Albin Mercier est un écrivain raté. Journaliste, il est envoyé en reportage en Allemagne où il fait la connaissance d'un couple, les Hartman, qui, comme il le dit lui-même, semble s'être créé " univers rond, parfait, où tout est harmonieux".
De tempérament jaloux, envieux, fasciné par la réussite des autres, Albin s'incruste chez les Hartmam qui sont pour lui le symbole de l'équilibre et du bonheur auxquels lui-même n'est jamais parvenu.
Andréas, le mari, est un écrivain renommé ; sa femme, Hélène, née en France, semble comblée. Comment rompre cet équilibre, c'est le souci d'Albin qui tente d'abord de séduire Hélène. En vain. Il suit alors la jeune femme qui, périodiquement, se rend seule à Munich et découvre qu'elle y retrouve un amant.
Albin tient sa vengeance. Il possède des photos du couple adultère et tente de faire chanter Hélène. Nouvel échec : celle-ci refuse de quitter son mari. Albin n'a plus qu'à dire la vérité à Andréas qui, fou de jalousie, égorge sa femme et se livre à la police.
Sixième long métrage de Claude Chabrol, L’œil du malin fut réalisé avec la moitié du budget prévu. Le coproducteur allemand du film avait, en effet, été mis en prison pour escroquerie et Georges de Beauregard demanda en conséquence à Chabrol de tourner pour deux fois moins d’argent. Le cinéaste rattrapa le coup habilement en adoptant dès le début une voix off, celle du douteux héros du film, Albin, un écrivain raté, envoyé en Allemagne pour y écrire des articles sur la vie locale.
Cette voix off omniprésente (les dialogues, souvent mal postsynchronisés, occupent à peine un tiers du film) permet que s'exprime pleinement la volonté démiurgique du personnage principal, enfermé dans son univers mental. Lorsqu'il investit la maison pour détruire l'harmonie du couple, c'est moins la jalousie qui le guide (il n'a pas, dit-il, le sentiment d'injustice liée à la perte de quelqu'un que l'on croit être sa propriété légitime) que l'envie (prendre la place de quelqu'un, ici le mari, bien assis dans son fauteuil et buvant son cognac).
Face à lui, Albin a des personnages apparemment opposés. Le mari discourt sans arrière-pensée. Il est traumatisé par les mensonges de la nation allemande qui, sous Hitler, s'est voulue plus grande qu'elle ne l'était. Du coup, il prône la plus grande sincérité (ne pas cacher que l'on ne sait pas nager), la joie, l'immédiateté des sentiments et des mots ; quitte à être maladroit ou à se faire piéger. Ses derniers mots "le bonheur est fragile" puis "maintenant tout m'est égal" disent le désarroi du personnage face à l'innocence perdue et désormais confronté lui-aussi au poids des mots.
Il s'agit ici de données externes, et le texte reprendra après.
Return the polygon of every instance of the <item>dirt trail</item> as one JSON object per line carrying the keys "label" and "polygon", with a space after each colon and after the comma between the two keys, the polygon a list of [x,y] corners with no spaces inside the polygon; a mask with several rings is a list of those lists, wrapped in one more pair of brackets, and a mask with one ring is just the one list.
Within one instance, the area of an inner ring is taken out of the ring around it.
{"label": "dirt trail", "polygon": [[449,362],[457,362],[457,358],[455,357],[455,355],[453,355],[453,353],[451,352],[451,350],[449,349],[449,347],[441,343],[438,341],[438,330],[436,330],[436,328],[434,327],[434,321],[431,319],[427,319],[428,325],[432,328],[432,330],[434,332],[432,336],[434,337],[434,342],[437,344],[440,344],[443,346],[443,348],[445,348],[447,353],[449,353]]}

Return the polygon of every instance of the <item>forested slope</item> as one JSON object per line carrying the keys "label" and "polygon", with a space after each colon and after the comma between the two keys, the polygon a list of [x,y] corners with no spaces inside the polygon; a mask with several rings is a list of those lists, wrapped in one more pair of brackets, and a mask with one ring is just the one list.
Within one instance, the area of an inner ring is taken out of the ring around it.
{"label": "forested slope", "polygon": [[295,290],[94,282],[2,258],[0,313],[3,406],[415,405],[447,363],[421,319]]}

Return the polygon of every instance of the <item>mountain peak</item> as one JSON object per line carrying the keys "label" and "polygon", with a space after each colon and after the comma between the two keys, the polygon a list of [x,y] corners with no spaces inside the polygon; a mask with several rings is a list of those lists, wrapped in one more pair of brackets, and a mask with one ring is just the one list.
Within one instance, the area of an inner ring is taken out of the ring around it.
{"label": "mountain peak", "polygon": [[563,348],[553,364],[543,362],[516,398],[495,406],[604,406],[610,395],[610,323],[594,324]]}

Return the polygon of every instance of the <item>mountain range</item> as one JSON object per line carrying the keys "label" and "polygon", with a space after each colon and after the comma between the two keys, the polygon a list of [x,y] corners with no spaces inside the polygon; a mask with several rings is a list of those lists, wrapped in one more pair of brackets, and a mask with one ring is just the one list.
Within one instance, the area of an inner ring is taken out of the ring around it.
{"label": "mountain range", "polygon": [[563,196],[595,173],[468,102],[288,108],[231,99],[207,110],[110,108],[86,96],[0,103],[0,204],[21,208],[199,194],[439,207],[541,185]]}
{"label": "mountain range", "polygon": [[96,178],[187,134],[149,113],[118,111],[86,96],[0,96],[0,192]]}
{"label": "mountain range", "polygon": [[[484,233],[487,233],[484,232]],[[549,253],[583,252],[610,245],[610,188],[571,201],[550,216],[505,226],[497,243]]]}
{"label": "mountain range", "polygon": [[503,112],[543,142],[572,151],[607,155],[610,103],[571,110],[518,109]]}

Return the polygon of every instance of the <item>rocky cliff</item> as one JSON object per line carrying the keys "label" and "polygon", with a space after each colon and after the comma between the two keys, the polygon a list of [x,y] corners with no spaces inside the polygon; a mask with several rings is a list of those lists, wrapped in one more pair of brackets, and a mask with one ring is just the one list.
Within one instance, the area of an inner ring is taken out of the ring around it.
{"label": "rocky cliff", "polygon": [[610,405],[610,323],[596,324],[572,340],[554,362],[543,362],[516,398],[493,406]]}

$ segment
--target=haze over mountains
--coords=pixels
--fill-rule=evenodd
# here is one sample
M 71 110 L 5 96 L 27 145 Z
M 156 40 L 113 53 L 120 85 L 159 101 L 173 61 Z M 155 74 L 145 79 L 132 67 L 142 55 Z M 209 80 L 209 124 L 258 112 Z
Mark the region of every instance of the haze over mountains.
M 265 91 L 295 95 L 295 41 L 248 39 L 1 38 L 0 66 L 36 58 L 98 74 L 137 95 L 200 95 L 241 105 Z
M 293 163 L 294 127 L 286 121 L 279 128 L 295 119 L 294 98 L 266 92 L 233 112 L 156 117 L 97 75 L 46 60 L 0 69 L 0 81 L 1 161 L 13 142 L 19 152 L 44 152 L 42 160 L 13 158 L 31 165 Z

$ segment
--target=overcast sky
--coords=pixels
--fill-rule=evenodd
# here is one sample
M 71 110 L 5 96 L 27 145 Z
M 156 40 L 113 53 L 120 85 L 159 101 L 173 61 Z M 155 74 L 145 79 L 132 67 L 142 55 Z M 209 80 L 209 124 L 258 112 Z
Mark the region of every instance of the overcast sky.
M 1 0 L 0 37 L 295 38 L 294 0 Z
Hélène est une médiatrice bienfaisante. Elle traduit les mots de son mari pour Albin. Elle semble ne pas prendre partie tant elle est naturellement en accord avec lui. Elle a cependant avoué à Albin avoir été aussi désemparée que son mari lorsqu'ils se sont rencontrés. Leur union heureuse manque peut-être d'un contrepoids, d'une part de mystère et de création que son mari trouve dans le travail. D'où, sans doute, sa relation légère avec son amant munichois.
Ainsi, tout était plus profond chez ces personnages que ne se l'imaginait Albin, plus mystérieux et plus fort qu'un simple jeu d'échecs entre hommes dont la femme aurait été l'enjeu. S'il avait révélé son vrai prénom, André, à Andréas peut être une amitié littéraire l'aurait conduit à être l'écrivain qu'il souhaite être. Contraint d'épier sans cesse, il ramène tout à des questions d'amour secrètes et passagères ainsi celle qu'entretient la femme de ménage des Hartman qu'il surprend la nuit après avoir saboté la voiture.
La volonté démiurgique d'Albin l'a éloigné du réel et n'en fait qu'un petit personnage qui n'a fait que salir ce qu'il a touché. C'est cette vérité, pour laquelle il a enfin du respect, qu'il nous raconte maintenant : il n'a plus qu'elle.
Le dénuement des moyens contribue ainsi à une abstraction qui fait de L’oeil du malin une de ses œuvres les plus tendues et les plus sèches de son auteur. "C’est mon Invraisemblable vérité" dira le cinéaste, citant l’ultime film hollywoodien de Fritz Lang, modèle de dépouillement abstrait.